Chéruel was born at Rouen and educated at the École Normale Supérieure, becoming a fellow (agregé) in 1830. His early studies were concerned with local history. His Histoire de Rouen sous la domination anglaise au XV^{e} siècle (1840) and Histoire de Rouen pendant l'époque communale, 1550–1382 (Rouen, 1843–1844), are major productions for a time when the archives were neither catalogued nor classified, and contain useful documents previously unpublished. His theses for the degree of doctor, De l'administration de Louis XIV d'après les Mémoires inédits d'Olivier d'Ormesson and De Maria Stuarta et Henrico III (1849), led him to the study of general history. The former was expanded afterwards under the title Histoire de l'administration monarchique en France depuis l'avènement de Philippe-Auguste jusqu'à la mort de Louis XIV (1855), and in 1855 he also published his Dictionnaire historique des institutions, mœurs et coutumes de la France, of which many editions have appeared.

These works may still be consulted for the 17th century, the period upon which Chéruel concentrated all his scientific activity. He edited successively the Journal d'Olivier Lefèvre d'Ormesson (1860–1862), interesting for the history of the parlement of Paris during the minority of King Louis XIV; Lettres du cardinal Mazarin pendant son ministère (9 vols, 1870–1891), continued by the vicomte Georges d'Avenel; and Mémoires du duc de Saint-Simon, published for the first time according to the original manuscripts (2 editions, 1856–1858 and 1878–1881).

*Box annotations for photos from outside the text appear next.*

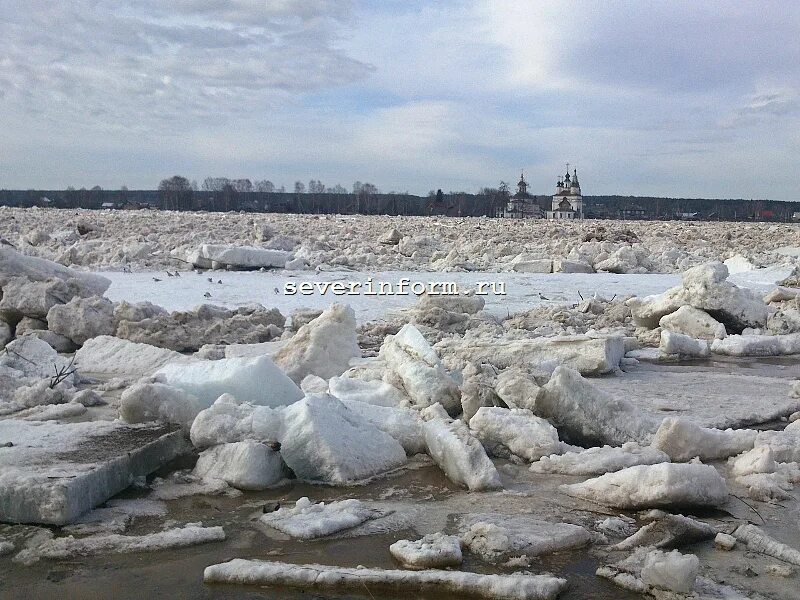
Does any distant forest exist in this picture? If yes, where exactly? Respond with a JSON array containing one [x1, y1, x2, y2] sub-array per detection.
[[0, 176, 800, 222]]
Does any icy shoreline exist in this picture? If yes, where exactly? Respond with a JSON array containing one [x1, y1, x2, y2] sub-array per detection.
[[98, 268, 791, 323]]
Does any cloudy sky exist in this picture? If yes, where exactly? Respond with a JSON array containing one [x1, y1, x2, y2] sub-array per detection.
[[0, 0, 800, 200]]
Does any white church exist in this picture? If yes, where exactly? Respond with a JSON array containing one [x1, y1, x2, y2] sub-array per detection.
[[500, 164, 584, 220], [547, 165, 583, 219]]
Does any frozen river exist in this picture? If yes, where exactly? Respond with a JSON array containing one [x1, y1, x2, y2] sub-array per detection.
[[101, 268, 789, 322]]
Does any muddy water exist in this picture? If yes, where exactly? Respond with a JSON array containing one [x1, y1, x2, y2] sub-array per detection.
[[0, 465, 639, 600], [0, 357, 800, 600]]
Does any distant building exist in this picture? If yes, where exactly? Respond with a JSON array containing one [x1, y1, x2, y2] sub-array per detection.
[[619, 204, 647, 221], [501, 173, 542, 219], [547, 165, 583, 220]]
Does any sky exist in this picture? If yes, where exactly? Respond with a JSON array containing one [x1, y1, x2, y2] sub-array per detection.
[[0, 0, 800, 201]]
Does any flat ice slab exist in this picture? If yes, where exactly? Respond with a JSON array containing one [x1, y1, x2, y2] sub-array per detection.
[[100, 269, 780, 323], [203, 558, 567, 600], [0, 420, 187, 525], [590, 359, 800, 429]]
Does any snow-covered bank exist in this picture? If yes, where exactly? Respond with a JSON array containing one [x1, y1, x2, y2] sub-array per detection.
[[99, 268, 791, 323], [204, 558, 567, 600]]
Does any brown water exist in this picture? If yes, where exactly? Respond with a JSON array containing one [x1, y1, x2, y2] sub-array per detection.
[[0, 466, 639, 600], [0, 357, 800, 600]]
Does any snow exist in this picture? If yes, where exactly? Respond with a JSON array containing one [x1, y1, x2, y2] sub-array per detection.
[[658, 329, 711, 358], [755, 421, 800, 463], [115, 303, 286, 358], [0, 319, 14, 350], [728, 446, 776, 476], [203, 559, 567, 600], [272, 304, 361, 384], [75, 335, 192, 377], [714, 531, 736, 551], [469, 407, 562, 462], [186, 244, 290, 269], [100, 270, 680, 323], [190, 394, 406, 485], [591, 364, 800, 431], [47, 296, 117, 346], [436, 335, 625, 375], [627, 262, 769, 332], [561, 463, 728, 509], [154, 356, 303, 407], [642, 550, 700, 594], [379, 324, 461, 414], [21, 404, 86, 421], [259, 497, 382, 540], [613, 510, 717, 550], [0, 420, 187, 525], [190, 394, 283, 450], [423, 418, 501, 491], [119, 382, 203, 432], [0, 245, 110, 296], [328, 377, 407, 407], [494, 367, 542, 412], [14, 523, 225, 564], [711, 333, 800, 356], [279, 394, 406, 485], [389, 532, 462, 569], [536, 367, 658, 446], [723, 254, 758, 275], [334, 394, 427, 456], [0, 335, 75, 385], [194, 440, 284, 490], [652, 417, 758, 461], [99, 269, 791, 323], [461, 513, 592, 563], [531, 442, 669, 475], [733, 523, 800, 565]]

To Saint-Simon he devoted two critical studies, which are acute but not definitive: Saint-Simon considéré comme historien de Louis XIV (1865) and Notice sur la vie et sur les mémoires du duc de Saint-Simon (1876). The latter may be considered as an introduction to the famous Mémoires. Among his later writings were the Histoire de la France pendant la minorité de Louis XIV (4 volumes, 1880) and Histoire de la France sous le ministère de Mazarin (1882–1883). These two works are valuable for abundance of facts, precision of details, and clear and intelligent arrangement, but are characterized by a slightly frigid style. In their compilation Chéruel used a fair number of unpublished documents. To the student of the second half of the 17th century in France, the works of Chéruel are a mine of information.